Regarding the investment strategy, we observe from Figs. 1(c), 2(c), and 3(c) that the proportion of investment in the risky asset will be zero after certain threshold. To maximize the total expected discounted value of all the dividends, the rational insurers seem to be risk averse. Especially in Fig. 3(c), the insurer is totally risk averse with portfolio in risky asset being zero all the time. In addition, we observe that from Figs. 1(c) and 2(c) that the insurer prefers to put big weight money in the risky asset when the surplus is not high enough. At the mean time, the optimal discounted dividend increases with a faster pace (the derivative is greater than 1). In other words, with small amount of money, the rational investor makes the investment more efficient by choosing investment strategy aggressively. Furthermore, from the two lines in the graphs it is shown that the investment strategy varies in different regimes due to the Markov switching.

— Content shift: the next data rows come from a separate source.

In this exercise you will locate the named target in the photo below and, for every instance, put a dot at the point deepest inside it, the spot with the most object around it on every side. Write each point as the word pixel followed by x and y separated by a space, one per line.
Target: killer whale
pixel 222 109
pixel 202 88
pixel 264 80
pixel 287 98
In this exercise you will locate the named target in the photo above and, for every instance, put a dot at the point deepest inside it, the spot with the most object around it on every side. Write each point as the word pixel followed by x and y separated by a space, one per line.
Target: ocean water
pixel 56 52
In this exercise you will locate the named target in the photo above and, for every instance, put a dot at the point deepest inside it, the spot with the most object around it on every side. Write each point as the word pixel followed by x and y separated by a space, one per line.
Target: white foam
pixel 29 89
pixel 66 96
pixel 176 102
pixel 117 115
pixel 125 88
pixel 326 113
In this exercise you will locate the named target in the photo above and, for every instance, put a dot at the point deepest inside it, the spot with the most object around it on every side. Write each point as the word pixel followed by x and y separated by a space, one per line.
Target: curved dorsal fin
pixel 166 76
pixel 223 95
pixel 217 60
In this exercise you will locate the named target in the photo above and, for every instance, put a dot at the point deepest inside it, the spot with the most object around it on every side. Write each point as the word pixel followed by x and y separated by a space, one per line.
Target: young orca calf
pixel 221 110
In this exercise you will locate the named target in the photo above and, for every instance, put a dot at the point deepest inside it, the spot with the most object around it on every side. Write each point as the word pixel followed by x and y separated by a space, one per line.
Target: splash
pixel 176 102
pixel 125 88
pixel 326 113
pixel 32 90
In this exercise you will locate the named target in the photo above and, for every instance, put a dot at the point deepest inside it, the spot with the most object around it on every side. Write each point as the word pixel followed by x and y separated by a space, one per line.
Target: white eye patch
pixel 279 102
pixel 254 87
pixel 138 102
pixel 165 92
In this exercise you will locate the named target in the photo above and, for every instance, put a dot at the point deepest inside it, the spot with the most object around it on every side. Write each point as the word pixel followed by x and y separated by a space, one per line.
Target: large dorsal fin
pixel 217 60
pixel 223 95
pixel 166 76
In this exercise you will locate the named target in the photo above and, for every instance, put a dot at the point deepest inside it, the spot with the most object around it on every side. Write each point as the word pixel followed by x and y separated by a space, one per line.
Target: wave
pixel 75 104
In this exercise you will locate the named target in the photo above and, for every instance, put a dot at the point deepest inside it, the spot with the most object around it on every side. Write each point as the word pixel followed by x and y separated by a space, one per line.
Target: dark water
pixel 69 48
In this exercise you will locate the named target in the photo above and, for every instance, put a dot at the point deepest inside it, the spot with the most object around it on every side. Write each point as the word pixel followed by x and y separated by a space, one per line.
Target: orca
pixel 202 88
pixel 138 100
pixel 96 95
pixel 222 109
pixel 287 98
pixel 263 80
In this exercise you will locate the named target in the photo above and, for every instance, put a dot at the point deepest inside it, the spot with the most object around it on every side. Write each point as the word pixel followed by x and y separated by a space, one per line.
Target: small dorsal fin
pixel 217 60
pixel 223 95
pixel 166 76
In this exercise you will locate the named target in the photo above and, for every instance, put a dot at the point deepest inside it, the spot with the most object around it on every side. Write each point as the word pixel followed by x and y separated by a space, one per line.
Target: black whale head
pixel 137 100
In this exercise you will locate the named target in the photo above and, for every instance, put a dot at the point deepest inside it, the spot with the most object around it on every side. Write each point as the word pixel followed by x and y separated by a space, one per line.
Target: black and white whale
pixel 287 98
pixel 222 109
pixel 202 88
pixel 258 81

In Figs. 1(d), 2(d), and 3(d), we use “1” to denote the region in QVIs when regular control is dominant and “2” to denote the region in QVIs when singular control is dominant. Although the optimal values of the discounted total dividend in different regimes do not have big difference, the dividend payment policies are very different in different regimes. In particular regime, from Figs. 1(c), 2(c), and 3(c) we find that the singular control is dominant when the investment in risky assets becomes zero. It seems that the insurer chooses to put money in the riskless asset or pay out the surplus as dividend when it is high enough to avoid the possible risk.

6 Concluding Remarks

In this work, we have developed numerical approximation schemes for finding the optimal investment and dividend payment policy to maximize the total discounted dividend paid out until the lifetime of ruin. A generalized regime-switching jump diffusion formulation of surplus with singular control is presented. Although one could derive the associated system of integro-differential QVIs by using the usual dynamic programming approach together with the use of properties of regime-switchings, solving the mixed regular-singular control problem is very difficult to solve analytically. As an alternative, we presented a Markov chain approximation method using mainly probabilistic methods. For the singular control part, a technique of time rescaling is used. In the actual computation, the optimal value function can be obtained by using the value or policy iteration methods. The method proposed in this paper can be extended to more complicated payoff functions.

In addition, not only will the numerical approaches provide guidance for the decision makers in the financial and insurance industries but also help researchers to gain further understanding for more complex problems encountered. The numerical results that may not be obtained by using classical models will provide insight in studying the dividend payment and investment strategies and have the potential to benefit society as a whole. Furthermore, although the primary motivation stems from investment and dividend payout strategies, the techniques and the algorithms suggested in fact are applicable to a wide range of regime-switching impulse control problems.